The state could lose 8,000 jobs, $389 million
TALLAHASSEE — U.S. Rep. Darren Soto for Florida’s 9th District and Florida Commissioner of Agriculture Nikki Fried discussed the growing concerns on tariffs imposed by the Trump Administration’s trade policies on the Sunshine State.
Retaliatory tariffs enacted by China, Canada, Mexico and other U.S. allies essentially amount to a tax on American consumers, raise prices, undermine the economy, and slows growth.
“President Trump’s trade policy has sent our trade relations into absolute chaos,” said Congressman Soto. “It’s hurting Florida’s agriculture and manufacturing communities, and the tariffs are increasing prices on consumers.”
The tariffs will cost the nation an estimated 94,000 jobs, 8,000 in Florida according to the Tax Foundation. The economy would suffer to the tune of $389 million. This will impact low-income families who can least afford to pay the increased costs for food and other goods.
Florida relies heavily on agriculture and the rural counties and small towns that comprise much of the state will be affected.
“For citrus, whether orange juice or otherwise, we export to Asia, Europe and other countries beyond and this (trade policy) is raising our prices and making us less competitive,” Congressman Soto said. “We’re already seeing our citrus community recover from Hurricane Irma and citrus greening, and this is kicking them while they’re down.”
The Brookings Institution analyzed which tariffs most impact U.S. communities and found that agriculture regions and those producing metals are hurt most.

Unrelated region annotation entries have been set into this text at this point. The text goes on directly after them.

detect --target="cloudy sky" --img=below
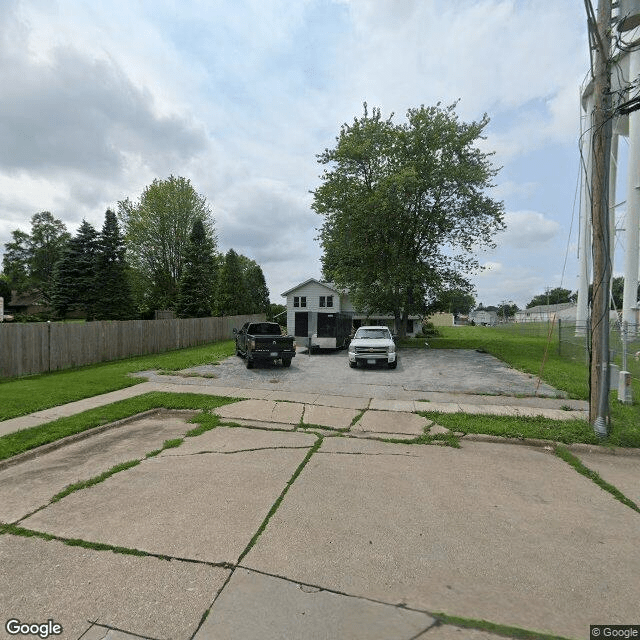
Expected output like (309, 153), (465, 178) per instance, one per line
(0, 0), (589, 307)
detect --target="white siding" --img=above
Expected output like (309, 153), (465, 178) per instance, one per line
(287, 281), (342, 336)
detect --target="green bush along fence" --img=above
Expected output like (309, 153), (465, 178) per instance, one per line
(0, 314), (265, 378)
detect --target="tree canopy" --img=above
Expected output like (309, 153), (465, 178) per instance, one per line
(51, 220), (99, 320)
(313, 103), (504, 334)
(178, 220), (218, 318)
(2, 211), (71, 302)
(118, 176), (217, 312)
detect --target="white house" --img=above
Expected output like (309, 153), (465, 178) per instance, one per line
(282, 278), (422, 339)
(514, 302), (578, 322)
(469, 309), (498, 327)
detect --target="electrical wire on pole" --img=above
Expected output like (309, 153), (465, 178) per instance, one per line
(585, 0), (613, 437)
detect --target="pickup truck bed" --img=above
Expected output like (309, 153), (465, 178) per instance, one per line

Going forward, Congressman Soto said Congress is working to restore the North American Free Trade Agreement. “We (the Democrats) want to make sure we have strong labor protections in the U.S., Mexico, and Canada,” Congressman Soto said. “In addition, President Trump failed to secure a seasonal fruit and vegetable deal for Florida.”

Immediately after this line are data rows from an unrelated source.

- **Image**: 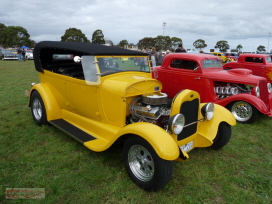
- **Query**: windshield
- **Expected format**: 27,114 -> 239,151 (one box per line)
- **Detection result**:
97,56 -> 150,77
2,50 -> 15,54
202,60 -> 222,69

Agriculture Commissioner Fried also weighed in on the growing tension surrounding Trump’s trade policies. Commissioner Fried said she opposes the US-Mexico-Canada (USMCA) trade deal that is being touted by House Republicans, which she said could lead to Florida losing 8,000 farm jobs and suffering $389 million in economic losses.
Fried said Trump’s trade war with China is the deal currently hurting the state’s economy. “Timber is Florida’s biggest agricultural commodity and timbers export to China are down 64 percent this year alone,” said Commissioner Fried.

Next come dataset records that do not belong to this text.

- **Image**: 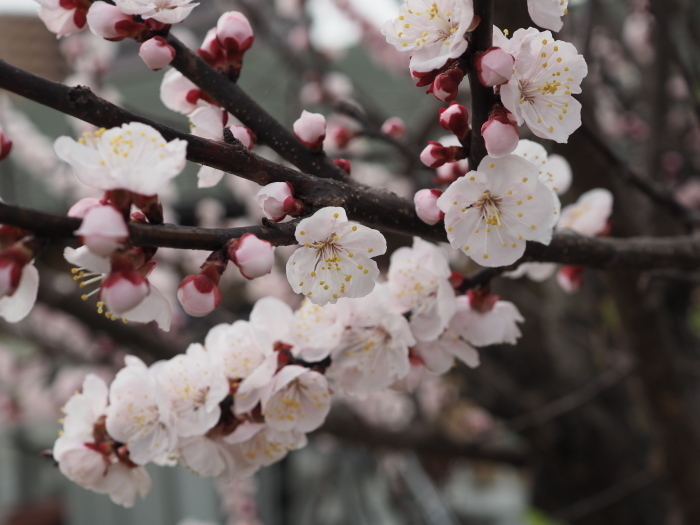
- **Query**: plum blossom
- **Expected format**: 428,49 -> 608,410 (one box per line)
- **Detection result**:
450,290 -> 525,346
154,343 -> 229,437
287,207 -> 386,305
63,246 -> 173,332
438,155 -> 558,267
261,365 -> 331,432
54,122 -> 187,195
387,237 -> 456,341
513,139 -> 572,195
501,29 -> 588,143
557,188 -> 613,237
114,0 -> 199,24
527,0 -> 569,31
106,355 -> 177,465
382,0 -> 474,73
53,374 -> 151,507
328,285 -> 416,395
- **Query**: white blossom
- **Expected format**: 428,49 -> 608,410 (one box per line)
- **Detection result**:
287,207 -> 386,305
387,237 -> 456,341
54,122 -> 187,195
382,0 -> 474,73
438,151 -> 558,267
557,188 -> 613,232
115,0 -> 199,24
501,30 -> 588,143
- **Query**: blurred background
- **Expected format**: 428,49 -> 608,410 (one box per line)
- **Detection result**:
0,0 -> 700,525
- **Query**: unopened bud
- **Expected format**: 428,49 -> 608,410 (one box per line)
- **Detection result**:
440,102 -> 469,139
428,67 -> 464,102
476,47 -> 515,87
481,116 -> 520,157
216,11 -> 255,55
228,233 -> 275,279
413,189 -> 445,226
294,110 -> 326,151
382,117 -> 406,139
256,182 -> 304,222
139,36 -> 176,71
75,205 -> 129,257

“Behind all these numbers and all these products are people,” Commissioner Fried said. “Farm families, hard-working people, I’ve gotten to know and many who have called Florida home and farmed their land for generations, and many who find their livelihood threatened by President Trump’s policies, maybe the president thinks he’s helping with the trade war, but as they say, the road to hell is paved with good intentions.”
There are many other negative impacts of President Trump’s trade policies on Florida’s economy, including his decision to impose tariffs on solar panels. It serves as a disincentive for our state to join the movement to transition to alternative fuels to combat climate change.